La tradition, nous rappelait Pierre Trépanier, l’homme de qualité la cherche, l’approfondit et tente d’en vivre, dans sa pensée, dans son écriture et dans son action [13]. Les « petits Voltaires de carton pâte [14] », virtuoses de l’esbroufe, ont peut-être réussi à imposer leurs vues, mais leurs volontés s’étiolent, leur monde aux reflets d’épuisement s’éteint. Grand bien, laissons mourir ce qui doit mourir et que les derniers veilleurs en faction, postés aux quatre coins de nos frontières, retournent aux sources de notre passé avec déférence comme des enfants que l’on aurait spoliés. Enfouie en nous, et comme en dormition, l’âme de la Nouvelle-France attend patiemment ses sauveurs. Pour que nous demeurions ce que nous dicte l’honneur, engageons-nous sur le pavé de cette noble quête.
[1] Abbé Lionel Groulx, Directives, Les éditions du Zodiaque, Montréal, 1937, p. 9.
[2] Abbé Lionel Groulx, Mes mémoires, tome III, Fides, Montréal, 1972, p. 339-340.
[3] Claude-Henri Grignon, Ombres et clameurs, Éditions Albert Lévesque, Montréal, 1933, p. 107.
[4] Plusieurs livres et brochures du chanoine Groulx sont disponibles gratuitement, pour consultation en ligne, sur le site de la fondation Lionel Groulx : http://www.fondationlionelgroulx.org/L-oeuvre-de-Lionel-Groulx.html
[5] Frédéric Boily, Le conservatisme au Québec — Retour sur une tradition oubliée, Collection Prisme, Les Presses de l’Université Laval, 2010, p. 37.
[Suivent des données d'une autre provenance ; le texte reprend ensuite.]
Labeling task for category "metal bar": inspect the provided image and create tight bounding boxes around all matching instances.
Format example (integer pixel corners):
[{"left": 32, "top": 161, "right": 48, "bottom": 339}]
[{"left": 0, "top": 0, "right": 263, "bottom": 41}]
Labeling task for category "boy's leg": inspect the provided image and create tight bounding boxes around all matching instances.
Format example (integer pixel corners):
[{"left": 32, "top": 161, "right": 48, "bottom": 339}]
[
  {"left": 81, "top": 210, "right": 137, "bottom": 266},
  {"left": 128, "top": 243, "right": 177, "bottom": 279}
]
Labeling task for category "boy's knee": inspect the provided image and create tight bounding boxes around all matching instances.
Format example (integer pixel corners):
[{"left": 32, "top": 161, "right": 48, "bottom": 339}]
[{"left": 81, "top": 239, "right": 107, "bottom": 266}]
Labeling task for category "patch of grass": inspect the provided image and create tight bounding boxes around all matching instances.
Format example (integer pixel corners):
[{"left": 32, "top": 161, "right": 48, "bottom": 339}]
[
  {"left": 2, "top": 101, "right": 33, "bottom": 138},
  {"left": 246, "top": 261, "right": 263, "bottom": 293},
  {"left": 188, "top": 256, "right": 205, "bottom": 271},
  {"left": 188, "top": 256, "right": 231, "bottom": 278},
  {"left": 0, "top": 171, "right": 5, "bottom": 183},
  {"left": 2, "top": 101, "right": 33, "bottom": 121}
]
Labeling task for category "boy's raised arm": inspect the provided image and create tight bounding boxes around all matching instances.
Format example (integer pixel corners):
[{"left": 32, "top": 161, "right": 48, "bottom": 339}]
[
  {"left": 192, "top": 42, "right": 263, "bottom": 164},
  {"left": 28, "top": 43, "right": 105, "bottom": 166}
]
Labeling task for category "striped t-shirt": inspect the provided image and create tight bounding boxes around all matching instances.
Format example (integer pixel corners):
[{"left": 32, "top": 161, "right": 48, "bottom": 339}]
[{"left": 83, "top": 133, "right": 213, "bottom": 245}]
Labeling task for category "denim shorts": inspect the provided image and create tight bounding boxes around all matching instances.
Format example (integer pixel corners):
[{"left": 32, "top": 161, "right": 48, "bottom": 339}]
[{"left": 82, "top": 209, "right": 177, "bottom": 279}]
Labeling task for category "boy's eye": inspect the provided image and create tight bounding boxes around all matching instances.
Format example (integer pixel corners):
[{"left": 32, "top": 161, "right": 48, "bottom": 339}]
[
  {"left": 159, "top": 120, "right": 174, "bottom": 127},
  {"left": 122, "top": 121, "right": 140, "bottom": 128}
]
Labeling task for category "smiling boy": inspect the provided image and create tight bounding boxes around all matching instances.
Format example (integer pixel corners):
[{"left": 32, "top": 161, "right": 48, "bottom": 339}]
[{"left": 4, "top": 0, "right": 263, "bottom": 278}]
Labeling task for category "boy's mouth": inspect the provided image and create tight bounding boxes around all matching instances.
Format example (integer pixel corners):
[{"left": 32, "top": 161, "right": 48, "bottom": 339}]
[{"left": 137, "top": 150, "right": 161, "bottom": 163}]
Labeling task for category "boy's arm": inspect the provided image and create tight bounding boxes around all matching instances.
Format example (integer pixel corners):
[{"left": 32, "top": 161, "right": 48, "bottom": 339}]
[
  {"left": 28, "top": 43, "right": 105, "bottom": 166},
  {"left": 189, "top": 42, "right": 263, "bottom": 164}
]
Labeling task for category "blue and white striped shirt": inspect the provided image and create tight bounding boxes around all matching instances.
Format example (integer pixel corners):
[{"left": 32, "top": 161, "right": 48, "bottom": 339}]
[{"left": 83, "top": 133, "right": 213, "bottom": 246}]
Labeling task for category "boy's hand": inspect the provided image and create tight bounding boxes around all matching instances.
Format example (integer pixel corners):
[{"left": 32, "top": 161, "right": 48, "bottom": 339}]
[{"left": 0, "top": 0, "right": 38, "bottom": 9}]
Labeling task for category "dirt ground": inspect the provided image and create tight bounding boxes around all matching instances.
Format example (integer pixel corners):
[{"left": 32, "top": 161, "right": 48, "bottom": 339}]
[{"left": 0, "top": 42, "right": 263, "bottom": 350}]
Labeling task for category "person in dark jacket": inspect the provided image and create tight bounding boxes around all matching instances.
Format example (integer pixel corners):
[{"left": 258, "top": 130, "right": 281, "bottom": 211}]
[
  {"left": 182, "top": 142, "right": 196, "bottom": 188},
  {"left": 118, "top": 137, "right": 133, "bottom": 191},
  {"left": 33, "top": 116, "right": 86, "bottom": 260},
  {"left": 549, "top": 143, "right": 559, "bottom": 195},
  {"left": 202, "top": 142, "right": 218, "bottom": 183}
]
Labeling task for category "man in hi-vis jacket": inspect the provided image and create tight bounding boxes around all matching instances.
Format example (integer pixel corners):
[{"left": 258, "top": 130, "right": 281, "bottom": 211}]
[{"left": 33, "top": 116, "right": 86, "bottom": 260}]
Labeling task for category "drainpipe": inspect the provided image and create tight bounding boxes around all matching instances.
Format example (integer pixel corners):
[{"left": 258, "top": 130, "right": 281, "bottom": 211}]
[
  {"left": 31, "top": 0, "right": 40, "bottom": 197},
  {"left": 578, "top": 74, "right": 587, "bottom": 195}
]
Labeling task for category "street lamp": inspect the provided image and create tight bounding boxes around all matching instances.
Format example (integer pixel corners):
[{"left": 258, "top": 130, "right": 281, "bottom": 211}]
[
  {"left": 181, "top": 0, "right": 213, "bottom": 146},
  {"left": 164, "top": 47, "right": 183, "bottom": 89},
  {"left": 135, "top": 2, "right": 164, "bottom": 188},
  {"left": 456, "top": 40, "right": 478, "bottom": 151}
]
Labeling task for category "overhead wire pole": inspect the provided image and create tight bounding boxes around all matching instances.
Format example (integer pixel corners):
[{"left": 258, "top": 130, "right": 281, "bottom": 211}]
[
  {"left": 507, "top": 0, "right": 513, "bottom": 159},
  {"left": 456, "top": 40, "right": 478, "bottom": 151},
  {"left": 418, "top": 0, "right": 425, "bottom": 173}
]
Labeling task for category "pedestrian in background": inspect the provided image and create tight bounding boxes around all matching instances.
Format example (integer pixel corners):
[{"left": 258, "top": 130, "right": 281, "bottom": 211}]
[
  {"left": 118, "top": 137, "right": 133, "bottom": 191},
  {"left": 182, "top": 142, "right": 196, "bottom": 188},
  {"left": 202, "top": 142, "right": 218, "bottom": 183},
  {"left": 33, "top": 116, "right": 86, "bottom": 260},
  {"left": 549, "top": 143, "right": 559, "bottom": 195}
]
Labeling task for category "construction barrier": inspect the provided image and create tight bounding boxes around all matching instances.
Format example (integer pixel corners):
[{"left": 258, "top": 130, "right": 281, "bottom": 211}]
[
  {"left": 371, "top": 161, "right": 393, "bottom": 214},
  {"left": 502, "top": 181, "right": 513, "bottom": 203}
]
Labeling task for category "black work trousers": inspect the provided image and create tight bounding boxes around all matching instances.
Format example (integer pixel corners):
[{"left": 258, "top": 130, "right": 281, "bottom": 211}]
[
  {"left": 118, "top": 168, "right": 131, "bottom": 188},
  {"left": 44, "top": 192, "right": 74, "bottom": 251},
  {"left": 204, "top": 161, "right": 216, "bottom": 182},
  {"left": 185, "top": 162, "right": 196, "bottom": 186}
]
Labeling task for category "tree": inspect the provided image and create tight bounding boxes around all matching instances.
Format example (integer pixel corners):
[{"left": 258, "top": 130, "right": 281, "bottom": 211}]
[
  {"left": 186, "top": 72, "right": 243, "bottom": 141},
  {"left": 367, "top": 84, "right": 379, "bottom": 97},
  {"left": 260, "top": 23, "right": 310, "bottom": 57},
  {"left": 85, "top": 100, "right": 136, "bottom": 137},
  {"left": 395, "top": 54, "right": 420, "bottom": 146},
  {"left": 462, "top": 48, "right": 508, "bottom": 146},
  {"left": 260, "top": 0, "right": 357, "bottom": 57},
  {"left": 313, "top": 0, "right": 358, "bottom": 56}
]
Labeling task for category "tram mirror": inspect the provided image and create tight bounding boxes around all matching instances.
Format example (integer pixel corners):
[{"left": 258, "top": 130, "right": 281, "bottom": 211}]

[6] Jean-Charles Harvey, journaliste et romancier québécois.
[7] Hector de Saint-Denys Garneau, poète et écrivain québécois.
[8] Berthelot Brunet, journaliste, critique et romancier québécois.
[9] Refus Global est un manifeste libertaire publié le 9 août 1948.
[10] Nicolás Gómez Dávila, Le Réactionnaire authentique, éditions Le Rocher, collection Anatolia, 2005, p. 69.
[11] Le « Printemps érable » est le nom attribué à la grève étudiante québécoise de 2012 ; cette dernière fut la plus longue de l’histoire du Canada. Elle avait pour objectif de freiner la hausse des frais de scolarité que souhaitait imposer le gouvernement de l’époque : celui du Premier ministre Jean Charest (Parti Libéral). Le tout dégénéra très vite en une série de manifestations, de malpropretés, de concerts de casseroles ubuesques et de méfaits prosaïques de toute sorte dont s’exalte toujours une certaine élite dite « éclairée ». Des jeunes libidineux prépubères, plutôt naïfs en fait, qui avaient été entraînés dans les chimères révolutionnaires de leurs professeurs de littérature ou de philosophie, ainsi que par un noyau dur d’agités du bocal, — des lecteurs de Jean-Baptiste Sartre —, des jusqu’au-boutistes de la gratuité scolaire se croyant toujours dans les années 1960. Suivi de près par nos cohortes de termites sociales : syndicalistes au col roulé, esthètes en art contemporain, néo-suffragettes inélégantes et vieux routiers du désœuvrement local aux gros colliers de barbe blanche ainsi que par une certaine frange des propriétaires de Westfalia de la province. Ils avaient fait du petit carré rouge en tissu un symbole : une sorte de cocarde.
[12] Jean-Claude Dupuis Ph.D., Un combat identitaire, l’Action française de Montréal (1917-1928), Fondation littéraire Fleur de Lys, Lévis, 2013, p. 9.
[13] Pierre Trépanier, « Victor Barbeau, anarchiste de droite », Les Cahiers des dix, Numéro 59, 2005, p. 60.
[14] Yvan Lamonde, La modernité au Québec, tome 1, La Crise de l’homme et de l’esprit (1929-1939), Fides, 2011, p. 50.